I was with Bob, a business owner the other day and he asked:
"Paul, Why is it that when I suggest and idea to my staff, they don't act on it – then you or someone else tells them the same thing and they act as though it's the first time they've heard it?"
"Bob" I said. "Have you ever heard the saying that a prophet isn't recognised in their own land"
Well; it's true!
1. When the boss tells his or her people that a certain way of achieving more is brilliant – some of the people think that the boss has a hidden agenda.
2. When someone from outside the business explains the same ideas they usually come at the problem from a different perspective.
3. The person from outside the business may be (or should be) skilled at presentations.
4. People believe authority figures.
You see; part of the problem lies within the inaccuracy of the old expression which glibly states:
You have to be heard to be believed
When the reality is:
You have to be believed to be heard
So can you be more effective in communicating new ideas to your staff?

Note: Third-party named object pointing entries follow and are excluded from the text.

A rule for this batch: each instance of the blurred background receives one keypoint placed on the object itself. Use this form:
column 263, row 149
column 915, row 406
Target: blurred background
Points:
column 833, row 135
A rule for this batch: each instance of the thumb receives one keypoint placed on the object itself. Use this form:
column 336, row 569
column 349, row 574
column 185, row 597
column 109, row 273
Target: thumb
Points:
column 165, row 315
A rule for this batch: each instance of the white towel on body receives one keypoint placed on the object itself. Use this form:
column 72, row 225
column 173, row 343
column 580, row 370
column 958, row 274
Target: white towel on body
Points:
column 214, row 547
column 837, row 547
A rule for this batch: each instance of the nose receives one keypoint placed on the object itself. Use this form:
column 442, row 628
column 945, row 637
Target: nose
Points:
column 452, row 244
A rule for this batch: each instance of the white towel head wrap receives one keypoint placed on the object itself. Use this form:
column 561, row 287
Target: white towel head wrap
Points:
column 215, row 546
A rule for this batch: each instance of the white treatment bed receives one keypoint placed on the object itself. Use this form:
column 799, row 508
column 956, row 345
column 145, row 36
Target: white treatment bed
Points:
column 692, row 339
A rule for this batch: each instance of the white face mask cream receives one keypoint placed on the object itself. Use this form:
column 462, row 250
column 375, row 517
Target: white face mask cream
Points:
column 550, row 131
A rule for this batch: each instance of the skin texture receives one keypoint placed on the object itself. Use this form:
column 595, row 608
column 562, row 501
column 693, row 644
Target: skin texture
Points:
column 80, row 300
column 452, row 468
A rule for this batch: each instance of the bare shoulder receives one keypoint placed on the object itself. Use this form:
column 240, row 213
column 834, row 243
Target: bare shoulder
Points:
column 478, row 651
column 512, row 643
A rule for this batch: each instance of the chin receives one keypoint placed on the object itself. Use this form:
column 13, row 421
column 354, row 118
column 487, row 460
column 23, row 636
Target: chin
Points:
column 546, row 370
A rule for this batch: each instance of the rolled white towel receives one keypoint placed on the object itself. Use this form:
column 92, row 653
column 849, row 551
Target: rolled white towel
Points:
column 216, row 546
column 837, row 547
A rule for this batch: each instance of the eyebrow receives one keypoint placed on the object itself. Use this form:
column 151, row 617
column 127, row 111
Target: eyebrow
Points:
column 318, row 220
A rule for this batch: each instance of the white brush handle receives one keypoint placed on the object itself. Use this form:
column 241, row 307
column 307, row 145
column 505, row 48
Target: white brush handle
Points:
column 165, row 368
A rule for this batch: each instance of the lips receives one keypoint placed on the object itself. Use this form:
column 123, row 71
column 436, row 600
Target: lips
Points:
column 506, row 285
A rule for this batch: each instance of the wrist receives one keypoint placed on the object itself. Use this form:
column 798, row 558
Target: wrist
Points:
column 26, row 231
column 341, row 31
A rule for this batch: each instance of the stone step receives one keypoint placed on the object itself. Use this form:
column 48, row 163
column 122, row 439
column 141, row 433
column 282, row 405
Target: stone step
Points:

1. If the idea came from a book – give everyone a copy of it. That's what I did with a book I was so taken with about business organisation. It was called "The E-Myth Revisited" the author is Michael E. Gerber. And, I so loved the ideas that I bought all the members of my team a copy and we used some Gerber's ideas to help re-organise , and improve the efficiency of our business.
2. If the idea came from a TV or radio programme – play the programme at a team meeting.
3. If you have yearly meetings – get a professional speaker to present their (and your) ideas at that meeting.
4. Get recommendations from others who've used the ideas.
Two of the key factors in persuasion are authority and social proof. If you can use those, perhaps you can get your people to believe.